To some, this might sound like a vegan conspiracy theory, but it’s based on a lot of evidence. It also makes evolutionary sense, in that humans evolved over 25 million years from tree dwelling plant-eaters, and by the time they were hunters as well as gatherers, the human genome was essentially fully developed. Furthermore, the jaw and GI structures of humans are those of herbivores, not carnivores. The reason so many modern humans suffer from diseases such as diabetes is that they’re not eating what they’re genetically meant to be eating.
Diabetes-promoting pollutants such as PCBs and hexachlorobenzene also contribute to insulin resistance/pre-diabetes. According to Dr. Greger is his book “How Not to Die,” 95 percent of obese-causing and diabetes-causing environmental pollutants are found in animal products — especially fish. Furthermore, these pollutants are stored in body fat and unless weight loss occurs, they may take 50 to 75 years to clear.
What’s the bottom line for reversing diabetes?
• First, catch pre-diabetes at an early stage, before complications have occurred and beta cells destroyed. The gold standard for early diagnosis is a two-hour glucose tolerance test, with a one-hour value of 125 or over or two-hour value of 120 or over indicating insulin resistance.
• Eat a 100% plant-based, unprocessed food diet with no salt, sugar or added oil.
• Eat a variety of vegetables, fruit, whole grains, nuts and seeds, and legumes (beans, lentils, garbanzo beans, split peas) daily, all of which help to achieve and maintain ideal body weight and which have diabetes-fighting properties.
• Get at least 30 minutes of aerobic exercise daily, and move about frequently the rest of the day.
• Not only will this plan reverse diabetes itself, but can reverse several diabetic complications, including neuropathy, eye disease and cardiovascular disease.
• I’ve had several patients who have reversed prediabetes and diabetes through these lifestyle changes. It’s gratifying to enable patients to get off their diabetes meds, including insulin (insulin requirements start dropping within hours of starting a plant-based diet).
• For a free consultation, call 379-5718.

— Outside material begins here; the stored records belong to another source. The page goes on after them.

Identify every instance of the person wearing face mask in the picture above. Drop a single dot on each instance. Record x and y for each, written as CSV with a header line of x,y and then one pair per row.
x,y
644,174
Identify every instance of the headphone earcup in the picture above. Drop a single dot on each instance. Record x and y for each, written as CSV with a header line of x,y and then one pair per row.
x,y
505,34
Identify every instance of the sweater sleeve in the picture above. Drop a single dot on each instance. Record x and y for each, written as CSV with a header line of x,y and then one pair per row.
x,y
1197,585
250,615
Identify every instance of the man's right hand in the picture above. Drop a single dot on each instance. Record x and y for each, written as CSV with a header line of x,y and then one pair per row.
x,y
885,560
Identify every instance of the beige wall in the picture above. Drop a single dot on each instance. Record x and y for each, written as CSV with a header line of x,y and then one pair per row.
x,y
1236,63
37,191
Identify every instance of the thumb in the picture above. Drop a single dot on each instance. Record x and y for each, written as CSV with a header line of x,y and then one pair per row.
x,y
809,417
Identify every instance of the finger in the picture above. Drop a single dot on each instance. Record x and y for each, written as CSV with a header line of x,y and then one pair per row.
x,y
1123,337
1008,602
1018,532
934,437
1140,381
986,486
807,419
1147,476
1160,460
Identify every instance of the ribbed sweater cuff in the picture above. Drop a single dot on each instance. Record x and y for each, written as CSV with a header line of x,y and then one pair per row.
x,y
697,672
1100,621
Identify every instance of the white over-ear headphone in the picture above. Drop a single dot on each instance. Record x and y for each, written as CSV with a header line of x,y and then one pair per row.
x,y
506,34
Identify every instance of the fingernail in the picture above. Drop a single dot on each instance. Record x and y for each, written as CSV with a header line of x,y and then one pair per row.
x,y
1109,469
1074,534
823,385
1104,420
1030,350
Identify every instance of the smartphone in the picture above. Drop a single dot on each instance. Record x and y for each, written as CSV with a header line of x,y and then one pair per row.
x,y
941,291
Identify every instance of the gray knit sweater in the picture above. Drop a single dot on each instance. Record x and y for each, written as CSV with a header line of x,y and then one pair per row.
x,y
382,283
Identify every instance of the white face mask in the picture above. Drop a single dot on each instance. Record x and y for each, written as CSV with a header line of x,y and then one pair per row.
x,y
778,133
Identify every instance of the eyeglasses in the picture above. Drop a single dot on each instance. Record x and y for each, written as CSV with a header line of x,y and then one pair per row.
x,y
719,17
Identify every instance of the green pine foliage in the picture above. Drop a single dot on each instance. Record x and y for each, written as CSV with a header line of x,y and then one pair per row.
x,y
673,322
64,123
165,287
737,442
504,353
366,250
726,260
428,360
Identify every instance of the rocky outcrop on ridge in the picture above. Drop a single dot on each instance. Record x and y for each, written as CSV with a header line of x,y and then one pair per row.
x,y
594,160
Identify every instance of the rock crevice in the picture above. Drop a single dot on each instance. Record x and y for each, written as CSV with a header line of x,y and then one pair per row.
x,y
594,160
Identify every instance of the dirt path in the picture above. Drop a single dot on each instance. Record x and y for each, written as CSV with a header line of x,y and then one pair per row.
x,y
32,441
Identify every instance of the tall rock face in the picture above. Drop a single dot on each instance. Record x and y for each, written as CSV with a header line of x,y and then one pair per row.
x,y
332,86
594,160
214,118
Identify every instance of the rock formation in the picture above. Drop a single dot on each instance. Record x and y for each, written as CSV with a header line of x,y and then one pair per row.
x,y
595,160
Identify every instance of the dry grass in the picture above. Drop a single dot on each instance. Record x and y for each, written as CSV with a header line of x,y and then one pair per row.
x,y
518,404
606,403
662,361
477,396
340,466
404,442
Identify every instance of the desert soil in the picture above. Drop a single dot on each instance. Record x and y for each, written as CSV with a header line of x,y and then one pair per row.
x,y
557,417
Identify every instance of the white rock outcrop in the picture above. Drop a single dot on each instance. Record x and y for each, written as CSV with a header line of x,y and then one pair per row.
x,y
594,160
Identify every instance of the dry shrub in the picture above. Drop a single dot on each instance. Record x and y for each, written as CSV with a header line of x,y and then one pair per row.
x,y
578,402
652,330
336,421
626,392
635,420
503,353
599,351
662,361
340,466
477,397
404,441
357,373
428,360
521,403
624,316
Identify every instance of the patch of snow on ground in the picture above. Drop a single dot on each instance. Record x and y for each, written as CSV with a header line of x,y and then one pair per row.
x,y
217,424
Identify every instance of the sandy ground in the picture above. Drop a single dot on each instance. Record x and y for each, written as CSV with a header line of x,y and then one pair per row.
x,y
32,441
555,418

Out medical system needs to focus less on disease management with pills and procedures and more on disease prevention and reversal through lifestyle changes. Here’s a local example of the problem: Enter Valley View Hospital through the E.R. entrance and walk towards radiology. I was just there recently, and noticed that two soda dispensers and a junk food dispenser (chips, candy) I’ve been complaining about for years are still there — everything in them promotes diabetes. This is counter to the culture of wellness all parts of our health system should be promoting.